Voor de QRA is uitgegaan van de huidige bestemmingen. Het groepsrisico ligt ruim onder de oriëntatiewaarde en zal vanwege de afstand tot de risicobron (complex ligt buiten de effectafstand 100% letaliteit) en het conserverende karakter van het bestemmingsplan niet toenemen.
De 10-6 per jaar plaatsgebonden risicocontour ligt op de weg.
Vervoer over het spoor
Volgens de Circulaire risiconormering vervoer gevaarlijke stoffen van 31 juli 2012 behoeft, voor de niet in bijlage 4 genoemde spoorwegen, het groepsrisico niet beoordeeld en verantwoord te worden, omdat de hoeveelheden gevaarlijke stoffen die over deze spoorwegen worden vervoerd niet of nauwelijks van invloed zijn op het groepsrisico. Dit is het geval voor de spoorbanen gelegen op Haags grondgebied. Een nadere verantwoording is daarom niet noodzakelijk.
Buisleidingen
Op 1 januari 2011 is het Besluit externe veiligheid buisleidingen (Bevb) in werking getreden.
De noodzaak voor het verantwoorden van het groepsrisico is beoordeeld op grond van de inventarisatieafstanden zoals deze zijn vastgelegd in bijlage 6 van het Handboek buisleiding in bestemmingsplannen - Handreiking voor opstellers van bestemmingsplannen van maart 2010. Het plangebied ligt buiten de geldende inventarisatieafstand van de meest nabijgelegen aardgastransportleiding. Het groepsrisico behoeft daardoor niet te worden berekend en verantwoord.
Er zijn geen plaatsgebonden risicocontouren die voor dit plan van belang zijn.
Inrichtingen
Er zijn geen LPG-tankstations of andere inrichtingen voor de opslag van gevaarlijke stoffen aanwezig waarvan de veiligheidscontouren op grond van het Besluit externe veiligheid inrichtingen en de bijbehorende regeling geheel of gedeeltelijk in het plangebied zijn gelegen.
Het plangebied ligt buiten het invloedsgebied (150 m) en de effectafstand 1% letaliteit (ruim 300 m) van het LPG-tankstation aan de Neherkade 2980.
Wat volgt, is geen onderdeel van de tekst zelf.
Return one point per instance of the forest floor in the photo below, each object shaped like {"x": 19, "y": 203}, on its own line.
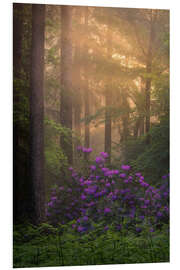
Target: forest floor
{"x": 44, "y": 247}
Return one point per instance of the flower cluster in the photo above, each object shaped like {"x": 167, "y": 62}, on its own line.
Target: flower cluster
{"x": 109, "y": 196}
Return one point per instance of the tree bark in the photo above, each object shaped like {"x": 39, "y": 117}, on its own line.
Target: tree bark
{"x": 66, "y": 78}
{"x": 17, "y": 56}
{"x": 86, "y": 89}
{"x": 77, "y": 83}
{"x": 149, "y": 79}
{"x": 37, "y": 114}
{"x": 108, "y": 102}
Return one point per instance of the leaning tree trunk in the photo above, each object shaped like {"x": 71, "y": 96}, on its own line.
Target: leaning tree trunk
{"x": 37, "y": 114}
{"x": 17, "y": 53}
{"x": 149, "y": 80}
{"x": 77, "y": 84}
{"x": 108, "y": 102}
{"x": 66, "y": 78}
{"x": 86, "y": 90}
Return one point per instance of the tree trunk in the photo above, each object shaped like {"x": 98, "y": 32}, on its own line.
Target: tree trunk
{"x": 149, "y": 79}
{"x": 77, "y": 84}
{"x": 66, "y": 78}
{"x": 37, "y": 114}
{"x": 17, "y": 56}
{"x": 86, "y": 88}
{"x": 108, "y": 102}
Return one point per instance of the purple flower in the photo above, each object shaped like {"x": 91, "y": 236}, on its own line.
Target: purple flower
{"x": 106, "y": 228}
{"x": 50, "y": 204}
{"x": 99, "y": 159}
{"x": 93, "y": 167}
{"x": 138, "y": 229}
{"x": 54, "y": 198}
{"x": 104, "y": 154}
{"x": 79, "y": 148}
{"x": 107, "y": 210}
{"x": 147, "y": 201}
{"x": 125, "y": 167}
{"x": 104, "y": 169}
{"x": 115, "y": 171}
{"x": 119, "y": 227}
{"x": 85, "y": 218}
{"x": 122, "y": 175}
{"x": 83, "y": 197}
{"x": 78, "y": 220}
{"x": 126, "y": 181}
{"x": 80, "y": 229}
{"x": 159, "y": 214}
{"x": 91, "y": 190}
{"x": 108, "y": 184}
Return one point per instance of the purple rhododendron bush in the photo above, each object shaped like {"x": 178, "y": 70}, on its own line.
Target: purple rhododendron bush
{"x": 119, "y": 199}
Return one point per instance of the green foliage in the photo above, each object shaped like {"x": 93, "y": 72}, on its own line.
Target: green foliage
{"x": 52, "y": 247}
{"x": 153, "y": 159}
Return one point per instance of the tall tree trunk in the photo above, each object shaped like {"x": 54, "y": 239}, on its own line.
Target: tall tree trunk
{"x": 149, "y": 79}
{"x": 77, "y": 84}
{"x": 17, "y": 56}
{"x": 86, "y": 89}
{"x": 66, "y": 78}
{"x": 37, "y": 114}
{"x": 108, "y": 102}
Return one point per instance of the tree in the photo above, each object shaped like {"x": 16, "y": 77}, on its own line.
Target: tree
{"x": 37, "y": 114}
{"x": 66, "y": 81}
{"x": 108, "y": 100}
{"x": 86, "y": 86}
{"x": 77, "y": 80}
{"x": 17, "y": 56}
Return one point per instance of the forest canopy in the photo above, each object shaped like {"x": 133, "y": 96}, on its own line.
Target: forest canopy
{"x": 90, "y": 103}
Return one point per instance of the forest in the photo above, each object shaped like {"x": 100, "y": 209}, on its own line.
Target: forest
{"x": 90, "y": 135}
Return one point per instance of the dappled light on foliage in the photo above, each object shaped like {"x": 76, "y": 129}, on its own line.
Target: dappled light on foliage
{"x": 90, "y": 135}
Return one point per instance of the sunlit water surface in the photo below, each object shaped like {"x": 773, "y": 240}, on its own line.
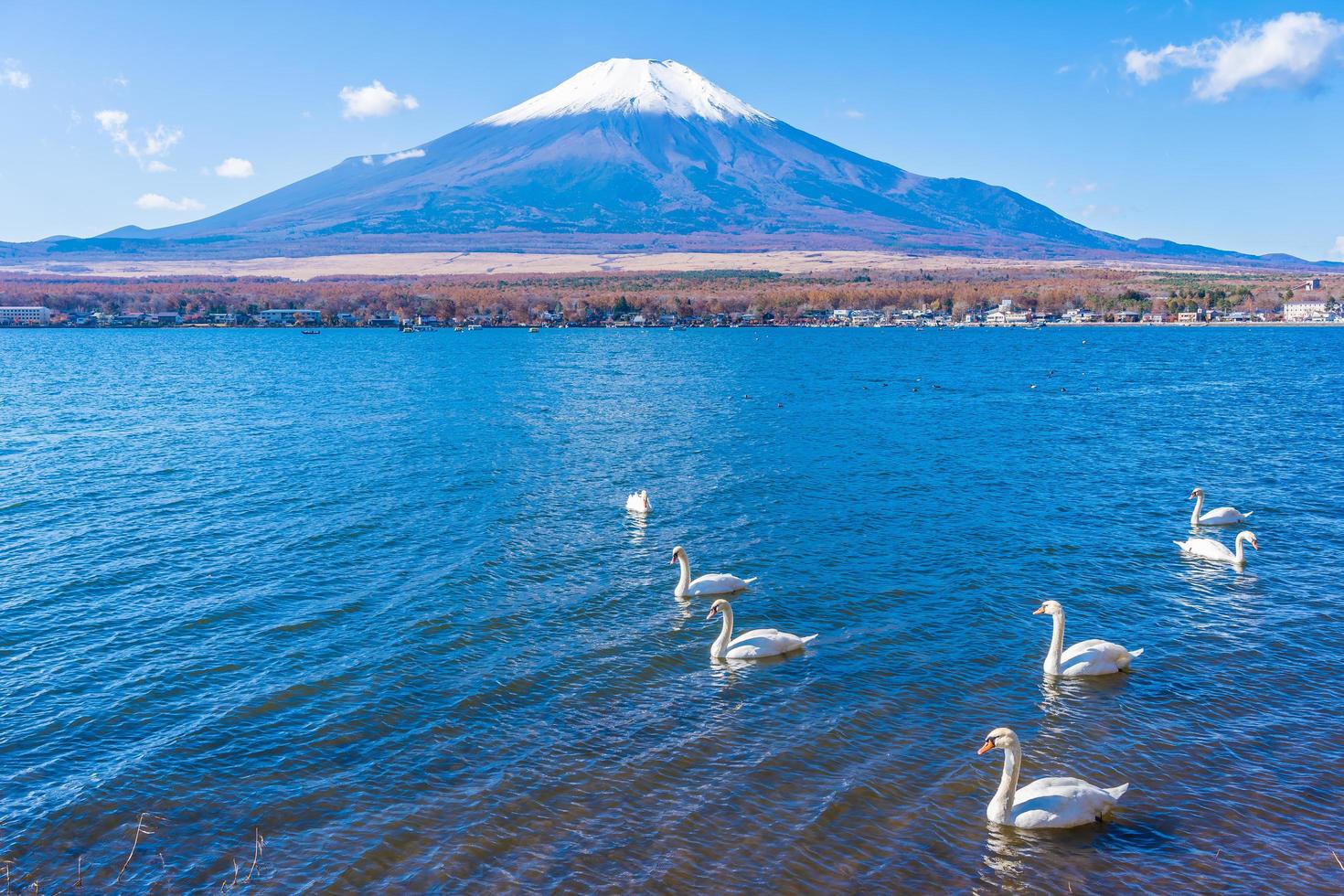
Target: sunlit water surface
{"x": 377, "y": 597}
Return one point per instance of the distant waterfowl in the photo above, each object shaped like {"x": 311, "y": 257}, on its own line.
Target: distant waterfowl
{"x": 1218, "y": 516}
{"x": 752, "y": 645}
{"x": 706, "y": 584}
{"x": 1093, "y": 657}
{"x": 1049, "y": 802}
{"x": 1214, "y": 549}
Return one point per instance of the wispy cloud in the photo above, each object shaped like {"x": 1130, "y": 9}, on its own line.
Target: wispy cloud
{"x": 234, "y": 166}
{"x": 155, "y": 202}
{"x": 1289, "y": 51}
{"x": 372, "y": 101}
{"x": 12, "y": 76}
{"x": 400, "y": 156}
{"x": 143, "y": 149}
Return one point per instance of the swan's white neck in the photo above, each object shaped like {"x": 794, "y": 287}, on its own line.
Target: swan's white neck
{"x": 684, "y": 581}
{"x": 1057, "y": 644}
{"x": 720, "y": 645}
{"x": 1000, "y": 807}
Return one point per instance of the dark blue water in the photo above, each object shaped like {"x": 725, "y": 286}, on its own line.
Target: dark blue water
{"x": 375, "y": 597}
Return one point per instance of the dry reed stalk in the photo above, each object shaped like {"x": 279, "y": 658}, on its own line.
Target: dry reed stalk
{"x": 140, "y": 829}
{"x": 257, "y": 844}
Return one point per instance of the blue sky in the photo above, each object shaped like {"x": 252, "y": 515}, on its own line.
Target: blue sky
{"x": 1217, "y": 123}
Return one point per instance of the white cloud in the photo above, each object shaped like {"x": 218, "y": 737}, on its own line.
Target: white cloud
{"x": 408, "y": 154}
{"x": 374, "y": 100}
{"x": 151, "y": 143}
{"x": 12, "y": 76}
{"x": 234, "y": 166}
{"x": 154, "y": 202}
{"x": 1287, "y": 51}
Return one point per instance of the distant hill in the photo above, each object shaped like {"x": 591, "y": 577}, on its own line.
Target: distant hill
{"x": 634, "y": 155}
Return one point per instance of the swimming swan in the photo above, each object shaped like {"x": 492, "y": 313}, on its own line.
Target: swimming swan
{"x": 1218, "y": 516}
{"x": 752, "y": 645}
{"x": 1093, "y": 657}
{"x": 1047, "y": 802}
{"x": 706, "y": 584}
{"x": 1212, "y": 549}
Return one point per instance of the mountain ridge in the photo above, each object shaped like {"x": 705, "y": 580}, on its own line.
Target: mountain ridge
{"x": 634, "y": 155}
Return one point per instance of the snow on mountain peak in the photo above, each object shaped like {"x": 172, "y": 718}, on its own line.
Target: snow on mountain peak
{"x": 635, "y": 86}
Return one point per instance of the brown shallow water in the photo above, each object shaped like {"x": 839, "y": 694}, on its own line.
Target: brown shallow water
{"x": 377, "y": 597}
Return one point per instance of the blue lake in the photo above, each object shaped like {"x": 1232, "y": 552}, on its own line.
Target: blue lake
{"x": 375, "y": 597}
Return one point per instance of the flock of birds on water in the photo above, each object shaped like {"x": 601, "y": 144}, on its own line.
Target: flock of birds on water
{"x": 1047, "y": 802}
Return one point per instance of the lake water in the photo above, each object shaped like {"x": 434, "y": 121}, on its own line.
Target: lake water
{"x": 377, "y": 597}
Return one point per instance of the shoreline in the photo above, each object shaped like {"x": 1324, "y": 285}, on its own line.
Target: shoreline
{"x": 680, "y": 328}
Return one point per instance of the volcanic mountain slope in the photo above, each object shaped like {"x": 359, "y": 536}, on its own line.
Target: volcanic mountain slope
{"x": 634, "y": 155}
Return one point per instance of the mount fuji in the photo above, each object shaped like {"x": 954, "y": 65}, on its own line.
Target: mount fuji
{"x": 632, "y": 155}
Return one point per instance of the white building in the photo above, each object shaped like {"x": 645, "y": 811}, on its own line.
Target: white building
{"x": 22, "y": 316}
{"x": 1304, "y": 309}
{"x": 289, "y": 316}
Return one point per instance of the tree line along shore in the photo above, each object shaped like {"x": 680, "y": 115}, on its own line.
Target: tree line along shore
{"x": 686, "y": 297}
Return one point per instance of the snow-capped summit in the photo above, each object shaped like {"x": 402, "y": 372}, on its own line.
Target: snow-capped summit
{"x": 635, "y": 155}
{"x": 637, "y": 86}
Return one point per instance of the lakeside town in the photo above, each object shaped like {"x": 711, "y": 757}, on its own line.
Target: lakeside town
{"x": 695, "y": 300}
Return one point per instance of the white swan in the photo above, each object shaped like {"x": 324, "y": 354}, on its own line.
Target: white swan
{"x": 752, "y": 645}
{"x": 1212, "y": 549}
{"x": 1218, "y": 516}
{"x": 706, "y": 584}
{"x": 1049, "y": 802}
{"x": 1093, "y": 657}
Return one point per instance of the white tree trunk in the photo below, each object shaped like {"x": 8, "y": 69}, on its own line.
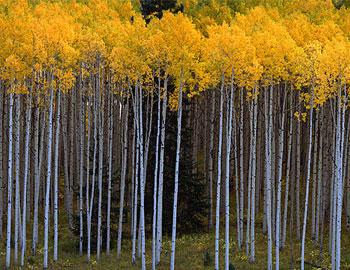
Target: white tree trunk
{"x": 123, "y": 175}
{"x": 218, "y": 183}
{"x": 176, "y": 184}
{"x": 56, "y": 187}
{"x": 48, "y": 184}
{"x": 307, "y": 183}
{"x": 254, "y": 159}
{"x": 279, "y": 179}
{"x": 211, "y": 159}
{"x": 161, "y": 175}
{"x": 110, "y": 153}
{"x": 100, "y": 111}
{"x": 17, "y": 169}
{"x": 155, "y": 183}
{"x": 9, "y": 183}
{"x": 229, "y": 104}
{"x": 26, "y": 175}
{"x": 289, "y": 156}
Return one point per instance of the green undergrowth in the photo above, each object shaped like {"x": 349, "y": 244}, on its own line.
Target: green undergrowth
{"x": 195, "y": 251}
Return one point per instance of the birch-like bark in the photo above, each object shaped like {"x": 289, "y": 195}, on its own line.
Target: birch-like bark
{"x": 211, "y": 159}
{"x": 100, "y": 111}
{"x": 9, "y": 182}
{"x": 254, "y": 176}
{"x": 268, "y": 97}
{"x": 123, "y": 175}
{"x": 279, "y": 179}
{"x": 298, "y": 172}
{"x": 17, "y": 169}
{"x": 319, "y": 179}
{"x": 37, "y": 171}
{"x": 81, "y": 128}
{"x": 56, "y": 187}
{"x": 26, "y": 175}
{"x": 229, "y": 104}
{"x": 176, "y": 184}
{"x": 218, "y": 183}
{"x": 48, "y": 183}
{"x": 133, "y": 250}
{"x": 96, "y": 85}
{"x": 110, "y": 153}
{"x": 142, "y": 183}
{"x": 239, "y": 242}
{"x": 339, "y": 172}
{"x": 241, "y": 164}
{"x": 2, "y": 90}
{"x": 289, "y": 164}
{"x": 155, "y": 183}
{"x": 307, "y": 181}
{"x": 314, "y": 177}
{"x": 161, "y": 174}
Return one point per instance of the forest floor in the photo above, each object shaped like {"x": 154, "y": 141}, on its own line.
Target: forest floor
{"x": 192, "y": 251}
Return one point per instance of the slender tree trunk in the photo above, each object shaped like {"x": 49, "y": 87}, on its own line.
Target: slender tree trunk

Een nadere verantwoording van het groepsrisico kan daarmee achterwege blijven.
Vuurwerk
Op 1 maart 2002 is in werking getreden het Vuurwerkbesluit (Stb.33). Dit besluit strekt tot integrale herziening van het Vuurwerkbesluit Wet Milieugevaarlijke stoffen, waarbij zowel de regelgeving voor consumentenvuurwerk, als die voor professioneel vuurwerk in één nieuwe algemene maatregel van bestuur worden geïntegreerd. Dit besluit beoogt de gehele keten van het invoeren dan wel vervaardigen of assembleren, verhandelen, uitvoeren, opslaan, bewerken en afsteken van vuurwerk te reguleren, met inbegrip van bepaalde vervoershandelingen met vuurwerk.
Sinds eind 2004 is voor het grondgebied van Den Haag het bestemmingsplan "Parapluherziening Detailhandel Vuurwerk" van kracht. Middels dit bestemmingsplan geldt voor heel Den Haag een samenhangend beleid ten aanzien van de vestiging van detailhandelsbedrijven die zich bezighouden met de opslag en verkoop van consumentenvuurwerk. In afwijking van de bovenomschreven regeling in het Vuurwerkbesluit is in Den Haag als uitgangspunt de omvang van de opslag van vuurwerk gesteld op maximaal 10.000 kg.
In totaal zijn in Den Haag 75 detailhandelsbedrijven in vuurwerk toegestaan:
Teneinde te bepalen of vuurwerk- opslag en detailhandel mogelijk is in de bestemmingen voor MegaStores is de Brandweer Haaglanden om advies gevraagd. Zij merkt op dat na verkoop van vuurwerkartikelen in een winkelvestiging en het verlaten daarvan het afsteken van deze artikelen om veiligheidsredenen in de buitenlucht moet plaatsvinden. Alle detailhandelsvestigingen vinden hun ontsluiting aan de binnenstraat en de galerijen De aanwezigheid van een binnenstraat en galerijen die buiten de winkelvestiging gelegen zijn, schept daarbij een onduidelijke situatie voor de kopers en kan tot afsteken in het gebouw leiden. Voor het vermijden van slachtoffers is het daarom ongewenst in MegaStores vuurwerk te verkopen of op te slaan.
Op het moment van het ter inzage leggen van bestemmingsplan zijn in het plangebied geen opslag of verkooppunten voor vuurwerk aanwezig.